Il s’agit des hôtels et restaurants qui ont affiché une croissance de 8,7% au lieu d’une baisse de 2%; du transport (4,5% au lieu de 0,1%); des services rendus aux ménages et aux entreprises (4,3% au lieu de 4%); du commerce (3,6% au lieu de 6,5%); des services financiers et assurances (3,2% au lieu de 0,4%); des postes et télécommunications (1,8% au lieu de 5,4%) ainsi que des services rendus par l’Administration publique générale et sécurité sociale (1,1% au lieu de 0,8%), entre autres.
Ainsi, selon les analystes du HCP, la valeur ajoutée des activités non agricoles a connu, au total, une hausse de 2,8% au lieu de 1,7%  au deuxième trimestre de l’année 2016.

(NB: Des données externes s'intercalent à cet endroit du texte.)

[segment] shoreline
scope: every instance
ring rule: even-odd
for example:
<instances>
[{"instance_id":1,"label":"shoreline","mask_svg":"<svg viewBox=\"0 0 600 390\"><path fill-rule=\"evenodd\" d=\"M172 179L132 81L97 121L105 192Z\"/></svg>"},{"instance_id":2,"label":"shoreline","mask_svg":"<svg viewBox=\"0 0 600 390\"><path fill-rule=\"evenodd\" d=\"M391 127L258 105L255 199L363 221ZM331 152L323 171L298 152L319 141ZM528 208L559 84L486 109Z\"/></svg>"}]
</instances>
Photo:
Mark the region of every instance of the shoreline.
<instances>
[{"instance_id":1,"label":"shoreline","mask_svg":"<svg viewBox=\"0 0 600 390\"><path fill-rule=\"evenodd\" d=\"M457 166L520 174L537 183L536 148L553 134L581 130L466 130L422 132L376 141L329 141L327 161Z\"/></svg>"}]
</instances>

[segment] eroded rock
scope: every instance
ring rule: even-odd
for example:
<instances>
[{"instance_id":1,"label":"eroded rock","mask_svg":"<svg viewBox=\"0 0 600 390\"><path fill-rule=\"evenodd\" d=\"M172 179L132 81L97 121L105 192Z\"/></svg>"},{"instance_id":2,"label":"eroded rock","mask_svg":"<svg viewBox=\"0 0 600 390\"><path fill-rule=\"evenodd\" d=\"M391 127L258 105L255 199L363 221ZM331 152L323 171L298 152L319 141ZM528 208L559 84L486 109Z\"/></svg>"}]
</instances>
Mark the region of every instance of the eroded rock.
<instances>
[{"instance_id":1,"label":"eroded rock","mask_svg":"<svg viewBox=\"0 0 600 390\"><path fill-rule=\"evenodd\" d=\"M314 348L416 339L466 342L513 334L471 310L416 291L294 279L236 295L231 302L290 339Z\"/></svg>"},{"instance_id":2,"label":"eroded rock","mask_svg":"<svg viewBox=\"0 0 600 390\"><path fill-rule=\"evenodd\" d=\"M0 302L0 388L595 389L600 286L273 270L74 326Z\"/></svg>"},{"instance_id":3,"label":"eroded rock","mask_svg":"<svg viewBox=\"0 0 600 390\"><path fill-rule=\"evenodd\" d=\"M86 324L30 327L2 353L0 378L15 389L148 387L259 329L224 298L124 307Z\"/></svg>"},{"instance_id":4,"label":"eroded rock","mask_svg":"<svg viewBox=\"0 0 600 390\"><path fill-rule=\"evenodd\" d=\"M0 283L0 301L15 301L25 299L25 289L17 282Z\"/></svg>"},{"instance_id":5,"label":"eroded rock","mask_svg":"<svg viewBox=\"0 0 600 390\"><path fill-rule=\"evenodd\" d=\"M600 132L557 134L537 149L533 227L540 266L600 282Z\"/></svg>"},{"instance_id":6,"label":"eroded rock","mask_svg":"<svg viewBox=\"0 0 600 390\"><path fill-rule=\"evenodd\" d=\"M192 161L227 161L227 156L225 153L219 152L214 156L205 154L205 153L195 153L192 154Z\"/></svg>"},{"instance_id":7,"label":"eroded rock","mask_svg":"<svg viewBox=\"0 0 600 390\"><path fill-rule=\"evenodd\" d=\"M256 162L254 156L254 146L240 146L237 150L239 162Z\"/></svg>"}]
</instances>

Dans ces conditions, «avec le net ralentissement de l’accroissement des impôts sur les produits nets des subventions à 0,8% au lieu de 10,4%, le Produit intérieur brut (PIB) en volume s’est accru de 4,2% durant le deuxième trimestre 2017 au lieu de 1% le même trimestre de l’année précédente », ont-ils soutenu ajoutant qu’aux prix courants, le PIB a connu une augmentation de 4% au lieu de 2,5% une année auparavant, dégageant ainsi une quasi-stagnation (-0.2%) du niveau général des prix.
A noter que la demande intérieure s’est accrue de 3% au deuxième trimestre au lieu de 4,5% la même période de l’année 2016 et les exportations de biens et services ont affiché une hausse de 6% durant le deuxième trimestre  au lieu de 4,5% une année passée, alors que les importations ont connu un net ralentissement passant de 12,6% à 2,7%.

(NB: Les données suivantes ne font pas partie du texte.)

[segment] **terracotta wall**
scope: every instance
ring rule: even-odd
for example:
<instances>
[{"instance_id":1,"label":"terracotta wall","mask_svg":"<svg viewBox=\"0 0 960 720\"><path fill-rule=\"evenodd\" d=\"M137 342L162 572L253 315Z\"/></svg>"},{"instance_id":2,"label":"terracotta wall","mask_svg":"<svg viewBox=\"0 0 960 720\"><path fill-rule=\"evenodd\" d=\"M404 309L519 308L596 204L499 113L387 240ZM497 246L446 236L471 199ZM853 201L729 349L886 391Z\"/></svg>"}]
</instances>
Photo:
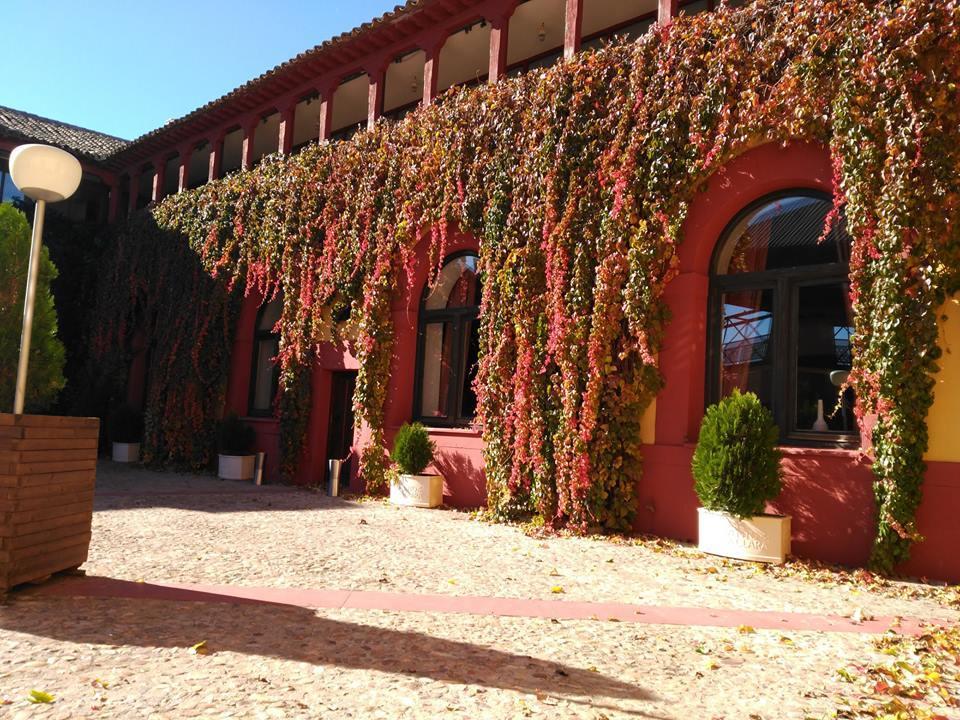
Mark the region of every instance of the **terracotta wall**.
<instances>
[{"instance_id":1,"label":"terracotta wall","mask_svg":"<svg viewBox=\"0 0 960 720\"><path fill-rule=\"evenodd\" d=\"M644 473L638 487L637 530L696 539L699 503L693 491L690 459L705 403L707 296L717 239L727 223L754 200L790 188L830 192L830 177L825 148L801 142L764 145L730 162L691 205L680 247L680 274L666 292L673 316L660 355L666 385L643 423ZM451 238L448 252L476 248L474 238L460 234ZM426 244L417 254L412 282L401 283L392 307L396 341L385 408L388 443L413 412L417 316L428 273L425 253ZM253 326L259 302L252 297L244 305L231 368L228 409L240 414L245 413L248 401ZM960 316L960 312L957 314ZM955 333L952 325L949 328ZM298 482L325 482L332 373L355 368L356 361L342 349L323 348L313 375L313 413ZM958 379L951 381L951 390L943 381L952 374ZM952 441L953 418L960 409L960 390L956 389L960 387L960 360L951 358L945 363L940 381L931 424L934 456L930 458L919 513L920 531L927 541L916 547L913 560L903 569L914 575L960 581L954 529L954 515L960 508L960 463L951 461L960 461L960 456L940 456L943 448L957 452L955 448L960 447ZM275 478L277 422L257 420L256 427L258 449L268 454L268 477ZM430 434L438 448L434 470L446 481L444 501L457 507L482 505L486 490L480 433L462 428L431 429ZM360 428L355 445L362 446L368 438L368 431ZM840 449L785 448L784 454L784 490L770 509L793 516L794 553L847 565L864 564L874 534L869 460L858 451ZM351 489L359 491L362 488L356 482L356 463L352 470Z\"/></svg>"},{"instance_id":2,"label":"terracotta wall","mask_svg":"<svg viewBox=\"0 0 960 720\"><path fill-rule=\"evenodd\" d=\"M706 379L707 292L714 246L727 223L748 204L790 188L831 192L825 148L793 142L757 147L728 163L690 208L680 246L680 275L667 289L673 314L660 354L666 385L657 398L656 444L645 448L640 483L638 530L683 540L696 539L696 509L690 458L703 417ZM960 321L960 318L958 318ZM951 332L955 329L951 326ZM952 336L951 336L952 337ZM960 342L960 338L957 339ZM953 390L938 384L931 414L932 448L956 447L960 409L960 362L945 368ZM940 418L944 421L941 422ZM947 420L946 418L949 418ZM873 473L858 451L784 449L785 483L771 510L793 517L793 550L800 557L846 565L867 562L875 529ZM960 454L956 460L960 460ZM960 535L954 515L960 508L960 464L928 462L924 500L918 514L917 545L903 572L960 581Z\"/></svg>"}]
</instances>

Avec une forte diminution des revenus nets reçus du reste de monde de 34,5% au lieu d’une hausse de 6,3%, le revenu national brut disponible a connu une décélération passant de 2,7% au deuxième trimestre de l’année précédente à 1,9%, la même période de l’année 2017.
Notons également que l’épargne nationale s’est située à 26,3% du PIB au lieu de 28,5% et que l’investissement brut a atteint 33,2% du PIB au lieu de 32,6% durant le même trimestre de l’année précédente.